This is the first Meshuggah album that I owned, and the album that would eventually get me into melodic death metal. As much as I hate Chaosphere and Nothing, this is an excellent album. It's inventive, unique, and thrashy, all at the same time. And in fact, I don't see how it would be possible to not headbang and mosh to this album.

"Future Breed Machine" greets us first with a very futuristic sound to it with a death alarm sounding throughout. Tomas Haake's drumming is some of the best to come out of the country of Sweden, where the band also happens to hail from. Plus, the rhythm guitar work and riffs are very heavy as well. Vocals are shouty on all tracks, as the vocalist sounds a little like Max Cavalera of Sepultura. "Beneath" is the next track, and starts out with sharp lead guitar work at its onset, before working into a heavier riff pattern. Once again, the drumming is out of control, but very good at the same time. "Soul Burn" has a nice guitar solo from about the 2:45 to the 3:38 mark, and also features some excellent riffing. "Transfixion" is more thrashy and less groovy than the songs on either side of it, and once again, there are some brutally heavy riffs and solid lead guitar work.
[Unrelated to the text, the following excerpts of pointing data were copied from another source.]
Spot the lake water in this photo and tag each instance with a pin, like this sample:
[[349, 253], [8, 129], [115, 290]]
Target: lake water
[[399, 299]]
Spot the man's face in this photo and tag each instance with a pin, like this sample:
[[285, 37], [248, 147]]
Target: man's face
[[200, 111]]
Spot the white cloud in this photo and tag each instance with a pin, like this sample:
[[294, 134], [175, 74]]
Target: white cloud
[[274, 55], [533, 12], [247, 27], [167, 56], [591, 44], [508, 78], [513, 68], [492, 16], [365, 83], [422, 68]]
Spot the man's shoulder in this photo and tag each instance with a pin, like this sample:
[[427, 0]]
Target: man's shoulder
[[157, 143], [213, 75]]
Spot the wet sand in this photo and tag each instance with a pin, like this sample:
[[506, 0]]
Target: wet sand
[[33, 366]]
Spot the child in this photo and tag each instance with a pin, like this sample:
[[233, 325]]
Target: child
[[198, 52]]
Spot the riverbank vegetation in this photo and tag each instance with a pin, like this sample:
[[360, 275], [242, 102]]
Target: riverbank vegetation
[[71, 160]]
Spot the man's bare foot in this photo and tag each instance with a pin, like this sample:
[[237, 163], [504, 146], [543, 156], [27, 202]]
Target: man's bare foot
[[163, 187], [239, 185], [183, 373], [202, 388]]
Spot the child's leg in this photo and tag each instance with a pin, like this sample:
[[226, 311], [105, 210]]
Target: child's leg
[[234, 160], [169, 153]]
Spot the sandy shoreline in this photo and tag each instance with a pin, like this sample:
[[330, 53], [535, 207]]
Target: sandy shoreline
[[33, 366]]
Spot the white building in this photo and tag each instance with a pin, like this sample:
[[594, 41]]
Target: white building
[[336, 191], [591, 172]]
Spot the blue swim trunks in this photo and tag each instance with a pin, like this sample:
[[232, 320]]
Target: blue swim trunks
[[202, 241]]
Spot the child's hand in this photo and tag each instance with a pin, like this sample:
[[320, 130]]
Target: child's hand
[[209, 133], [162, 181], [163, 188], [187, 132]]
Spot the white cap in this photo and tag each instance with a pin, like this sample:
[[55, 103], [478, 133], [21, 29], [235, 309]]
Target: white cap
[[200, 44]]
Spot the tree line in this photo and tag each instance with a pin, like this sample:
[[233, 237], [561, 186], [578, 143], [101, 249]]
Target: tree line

The drumming on "Transfixion" and "Vanished" has to be seen to be believed, it's amazing the eye to detail that Haake shows to his work.

"Acrid Placidity" is a fairly mellow-sounding instrumental, highlighted by the lead guitar work. "Inside What's Within Behind" has a pulsing rhythm in the beginning, and then works into those crazy off-beat drum rhythms that have defined Meshuggah's career. Then, at about the 2:35 mark, a softer, yet spooky sounding interlude works in, before ending on a heavy note. "Terminal Illusions" is full of stop-and-go riffs and thrash-style drums, after you get done headbanging to this song, your head will feel like it's ready to fall off. "Suffer In Truth" is the next track, is the most cohesive of the songs found here, with not as much staccato being used as on the other tracks here. Instead, it is a groove-based track, as the rhythm here is fairly steady. "Sublevels" is softer, but ends on a strong note, with a good guitar solo at the 1:52 - 2:40 mark.

If you're into death, melodic death, or industrial metal, this is another can't miss album. If you're looking to get someting from Meshuggah, DEI is the best place to start.